Designing Games for Touch

touchclairekwong.com/touch
(open on mobile phone and touch with multiple fingers)

I developed this mobile game in a 2-hour game jam in my Approaches to Play class. We were given minutes to think of an idea, and I thought of the introduction to Archaeologies of Touch: Interfacing with Haptics from Electricity to Computing by David Parisi I read earlier that week. I wanted to try coding with multitouch in JavaScript. I also wanted to exploit the sensory disconnect that arises when you look at sticky, pliant flesh and instead feel a flat phone surface.

I’ve been interested in using touch in art and play experiences for a while now. I think touch as a sense is underexplored. As Parisi writes, our technological experience of touch is circumscribed by device capabilities: flat surfaces, vibrating phones. He describes this as “touchscreen’s homogenization of previously diverse sites of physical interfacing.” Furthermore, “vibrational feedback (rendered with increased precision by new algorithms, motors, and actuators) becomes the means of recapturing and recalling the lost materiality of those media and objects subsumed in the touchscreen.”

Parisi writes of a “haptic subject [which] functions as both a driver and an outcome of research on the tactual senses; it is not only a subject who actively touches (consistent with Foucault’s questioning, listening, seeing, and observing subjects) but also a subject who was passively touched, poked, prodded, shocked, and caressed by scientific instruments, with the goal of revealing the nature of a touch that transcended the confines and peculiarities of an individual body.” He situates this in the context of operationalizing touch in technology and scientific knowledge.

We are still haptic subjects. We touch: we tap, swipe, and caress our screens. We are touched: vibrations provide haptic reciprocation under our fingers, and jolt us from our pockets to call attention to an incoming alert.

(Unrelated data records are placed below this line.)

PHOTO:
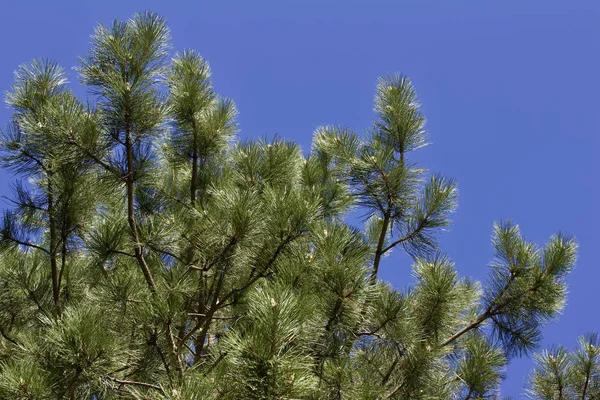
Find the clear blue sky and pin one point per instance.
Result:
(510, 89)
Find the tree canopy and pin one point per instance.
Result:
(150, 254)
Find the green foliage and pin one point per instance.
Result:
(149, 254)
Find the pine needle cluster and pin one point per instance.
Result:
(150, 254)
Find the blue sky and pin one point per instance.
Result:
(510, 89)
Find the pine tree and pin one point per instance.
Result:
(149, 254)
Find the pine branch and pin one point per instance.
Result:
(140, 384)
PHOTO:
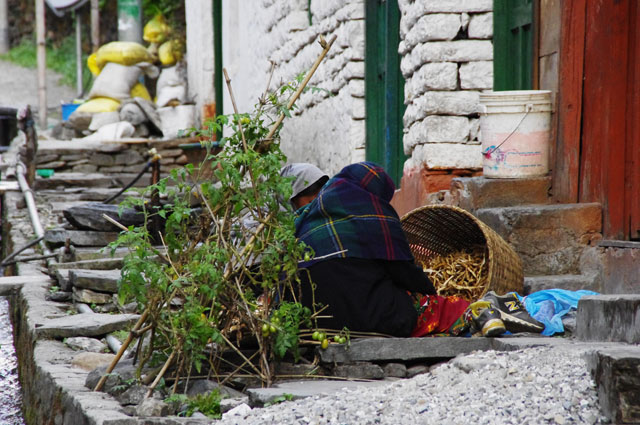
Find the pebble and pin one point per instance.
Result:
(498, 389)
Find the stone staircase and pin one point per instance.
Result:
(556, 242)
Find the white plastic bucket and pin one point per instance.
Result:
(515, 129)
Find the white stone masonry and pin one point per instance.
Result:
(447, 59)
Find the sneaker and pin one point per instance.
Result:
(513, 314)
(485, 319)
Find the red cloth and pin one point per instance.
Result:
(438, 314)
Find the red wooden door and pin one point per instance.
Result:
(598, 150)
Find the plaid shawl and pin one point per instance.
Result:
(352, 213)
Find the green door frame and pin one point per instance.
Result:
(217, 58)
(513, 49)
(384, 87)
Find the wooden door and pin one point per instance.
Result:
(384, 87)
(599, 106)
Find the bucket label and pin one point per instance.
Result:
(521, 155)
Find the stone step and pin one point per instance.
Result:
(473, 193)
(609, 318)
(97, 264)
(79, 237)
(570, 282)
(405, 349)
(616, 372)
(550, 239)
(96, 280)
(88, 180)
(258, 397)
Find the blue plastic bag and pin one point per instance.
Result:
(550, 305)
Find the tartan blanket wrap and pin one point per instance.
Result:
(352, 213)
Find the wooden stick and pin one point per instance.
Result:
(161, 374)
(326, 46)
(115, 223)
(125, 345)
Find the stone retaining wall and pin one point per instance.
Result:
(328, 128)
(447, 60)
(113, 158)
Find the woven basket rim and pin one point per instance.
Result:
(505, 266)
(476, 222)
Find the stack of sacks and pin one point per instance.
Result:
(171, 89)
(113, 110)
(119, 106)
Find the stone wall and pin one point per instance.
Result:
(110, 158)
(328, 128)
(447, 60)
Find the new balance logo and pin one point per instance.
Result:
(512, 305)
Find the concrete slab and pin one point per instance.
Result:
(87, 324)
(88, 180)
(473, 193)
(550, 239)
(10, 285)
(388, 349)
(616, 372)
(609, 318)
(258, 397)
(80, 237)
(571, 282)
(98, 264)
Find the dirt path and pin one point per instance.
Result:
(19, 87)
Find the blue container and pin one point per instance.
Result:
(67, 109)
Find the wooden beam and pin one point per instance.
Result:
(567, 160)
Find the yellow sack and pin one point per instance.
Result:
(99, 104)
(156, 30)
(139, 90)
(122, 52)
(92, 64)
(170, 52)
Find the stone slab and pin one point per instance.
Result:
(80, 237)
(609, 318)
(387, 349)
(83, 254)
(10, 285)
(258, 397)
(88, 296)
(88, 180)
(87, 324)
(616, 372)
(550, 239)
(98, 264)
(570, 282)
(97, 280)
(472, 193)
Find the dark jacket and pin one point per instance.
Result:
(368, 295)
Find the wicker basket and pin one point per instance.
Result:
(440, 230)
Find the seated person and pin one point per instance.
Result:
(309, 179)
(362, 267)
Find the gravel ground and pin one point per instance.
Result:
(19, 87)
(10, 397)
(532, 386)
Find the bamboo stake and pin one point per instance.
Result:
(325, 46)
(42, 63)
(125, 345)
(162, 372)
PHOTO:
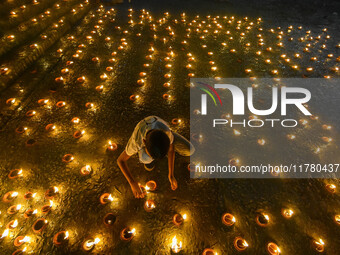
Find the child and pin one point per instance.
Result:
(153, 139)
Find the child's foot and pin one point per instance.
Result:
(150, 166)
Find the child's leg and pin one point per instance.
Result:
(182, 145)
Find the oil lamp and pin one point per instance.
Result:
(67, 158)
(178, 219)
(287, 213)
(176, 246)
(261, 141)
(331, 188)
(15, 173)
(78, 134)
(5, 233)
(21, 240)
(273, 249)
(89, 245)
(318, 245)
(112, 146)
(228, 219)
(106, 198)
(14, 209)
(127, 234)
(29, 195)
(262, 219)
(149, 205)
(75, 120)
(12, 224)
(61, 238)
(151, 186)
(51, 192)
(86, 170)
(10, 196)
(209, 251)
(31, 113)
(109, 219)
(60, 104)
(30, 213)
(240, 244)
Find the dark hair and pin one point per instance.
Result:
(157, 143)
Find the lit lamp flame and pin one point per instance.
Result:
(175, 246)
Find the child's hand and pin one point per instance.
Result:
(137, 192)
(173, 182)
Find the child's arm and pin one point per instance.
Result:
(171, 161)
(122, 163)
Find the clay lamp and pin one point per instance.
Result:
(15, 173)
(95, 59)
(178, 219)
(149, 205)
(106, 198)
(39, 225)
(47, 208)
(20, 252)
(234, 162)
(318, 245)
(209, 251)
(166, 96)
(127, 234)
(176, 121)
(67, 158)
(75, 120)
(240, 244)
(89, 105)
(287, 213)
(51, 192)
(273, 249)
(228, 219)
(262, 219)
(21, 240)
(30, 142)
(89, 245)
(112, 146)
(10, 196)
(65, 70)
(103, 76)
(176, 246)
(50, 127)
(10, 101)
(21, 130)
(331, 188)
(141, 82)
(100, 88)
(29, 213)
(14, 209)
(134, 97)
(86, 170)
(29, 195)
(30, 113)
(59, 79)
(109, 219)
(42, 101)
(12, 224)
(4, 234)
(61, 104)
(61, 238)
(78, 134)
(81, 79)
(151, 185)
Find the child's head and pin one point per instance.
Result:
(157, 143)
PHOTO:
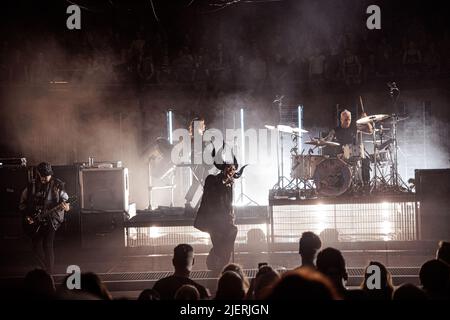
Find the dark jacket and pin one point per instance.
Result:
(55, 196)
(216, 208)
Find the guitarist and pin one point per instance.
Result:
(45, 193)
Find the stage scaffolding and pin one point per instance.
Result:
(393, 218)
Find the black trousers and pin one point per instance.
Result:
(223, 246)
(43, 251)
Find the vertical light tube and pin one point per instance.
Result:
(170, 126)
(242, 137)
(300, 126)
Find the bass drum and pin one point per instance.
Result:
(304, 167)
(333, 177)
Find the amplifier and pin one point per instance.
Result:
(103, 230)
(433, 193)
(13, 180)
(104, 189)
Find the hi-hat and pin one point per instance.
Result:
(373, 118)
(288, 129)
(285, 129)
(323, 143)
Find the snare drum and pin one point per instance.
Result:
(304, 166)
(353, 152)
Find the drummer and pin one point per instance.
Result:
(345, 134)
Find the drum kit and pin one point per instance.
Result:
(342, 173)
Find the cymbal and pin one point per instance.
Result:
(288, 129)
(285, 129)
(373, 118)
(323, 143)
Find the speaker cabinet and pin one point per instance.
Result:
(12, 182)
(433, 193)
(104, 189)
(102, 230)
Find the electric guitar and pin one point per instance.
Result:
(33, 221)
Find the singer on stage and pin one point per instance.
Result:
(216, 214)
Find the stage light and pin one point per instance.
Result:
(300, 126)
(170, 126)
(154, 232)
(242, 136)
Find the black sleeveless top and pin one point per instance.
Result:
(345, 135)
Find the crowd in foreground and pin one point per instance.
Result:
(321, 276)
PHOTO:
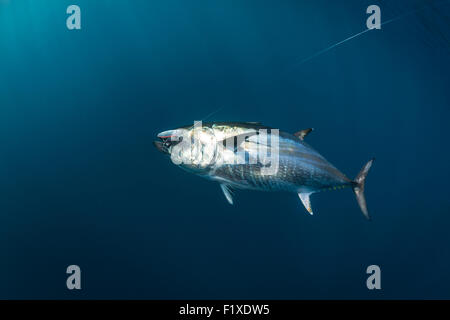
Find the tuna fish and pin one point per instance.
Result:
(249, 155)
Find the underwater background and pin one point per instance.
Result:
(81, 183)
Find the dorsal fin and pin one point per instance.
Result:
(303, 133)
(305, 200)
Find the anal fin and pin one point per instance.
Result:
(306, 202)
(228, 192)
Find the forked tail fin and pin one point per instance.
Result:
(358, 187)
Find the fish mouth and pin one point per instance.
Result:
(167, 139)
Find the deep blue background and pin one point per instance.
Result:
(80, 182)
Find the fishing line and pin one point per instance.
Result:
(362, 32)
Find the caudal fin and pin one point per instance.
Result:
(358, 188)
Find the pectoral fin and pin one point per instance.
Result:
(303, 133)
(306, 202)
(228, 192)
(229, 142)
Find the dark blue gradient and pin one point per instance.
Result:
(81, 183)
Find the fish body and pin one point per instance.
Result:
(248, 155)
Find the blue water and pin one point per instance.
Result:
(81, 183)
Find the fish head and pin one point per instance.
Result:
(168, 139)
(192, 147)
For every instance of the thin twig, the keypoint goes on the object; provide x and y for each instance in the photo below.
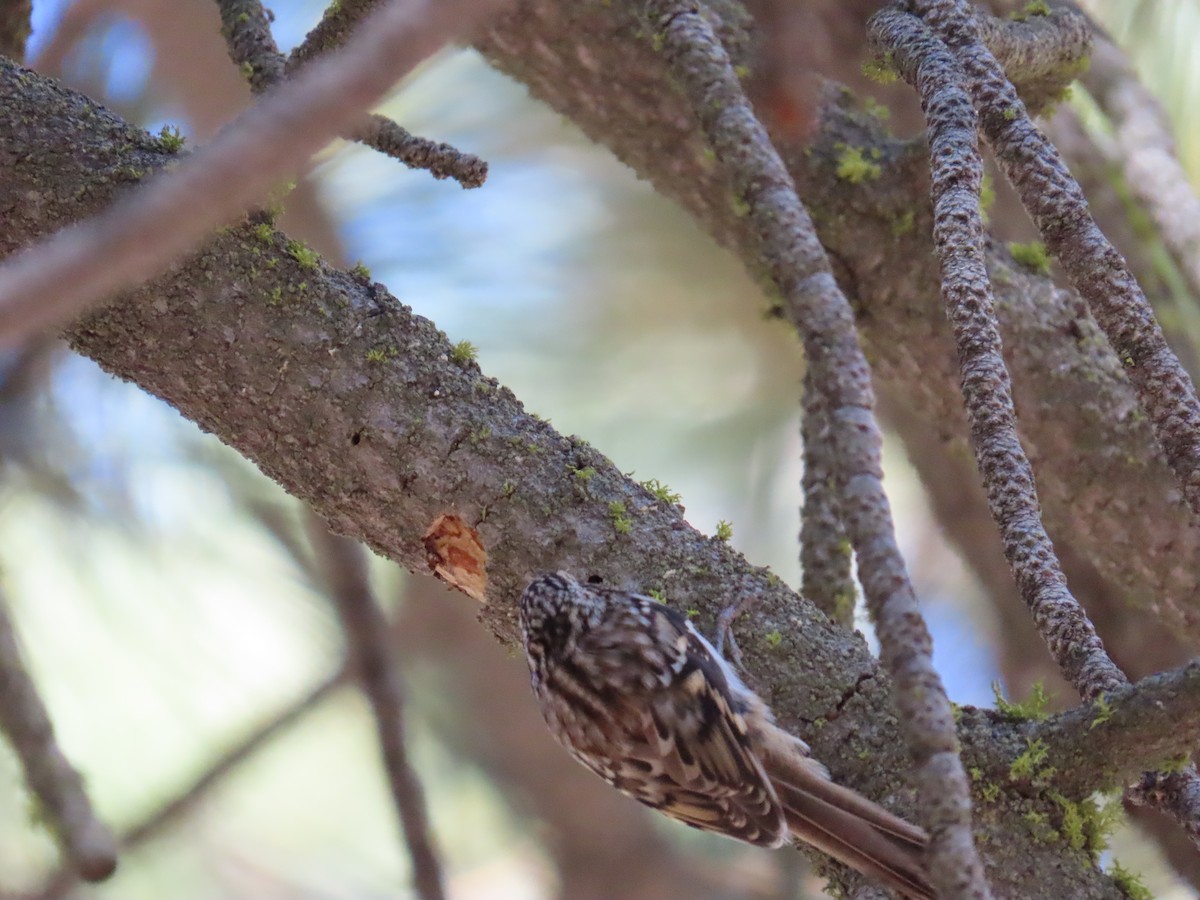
(139, 235)
(331, 31)
(1095, 268)
(1041, 54)
(987, 388)
(1008, 477)
(87, 844)
(801, 270)
(247, 31)
(345, 567)
(825, 549)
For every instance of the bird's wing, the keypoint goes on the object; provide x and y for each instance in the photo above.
(685, 750)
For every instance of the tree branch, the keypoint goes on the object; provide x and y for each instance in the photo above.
(811, 299)
(1125, 731)
(1057, 207)
(1069, 385)
(143, 233)
(354, 405)
(87, 844)
(345, 568)
(247, 31)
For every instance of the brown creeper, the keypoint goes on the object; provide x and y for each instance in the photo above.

I’ve been exploring touch, specifically in mobile games. My first iteration of my game Chromapose involved two people touching their phones and each other. The phones would vibrate to give feedback. Very quickly I realized that iOS web browsers prohibit the JavaScript vibration API. This is understandable; vibration drains the battery, and I can imagine it being abused by ads and other things vying for the user’s attention. In my touch game above, I saw that the multitouch API only allows 5 fingers to be recognized at a time. I had been brainstorming ways to force multiplayer collaboration by requiring 11 fingers on the screen. This is an example of how technology is built around a haptic subject; presumably, a single person who only uses one hand or two thumbs to touch their screen.

There are also psychological and sociological dimensions to touch. My instructor Phoenix Perry referred to her experience developing her game Bot Party to show me how difficult it was to overcome social boundaries to get people to touch each other. I ended up making players look, speak, and move with one another, but not touch. I’m interested in iterating on this game for the second term, and perhaps build opportunities for closer coordination and maybe even touch.

References

Parisi, David. Archaeologies of Touch: Interfacing with Haptics from Electricity to Computing. Minneapolis: University of Minnesota Press, 2018.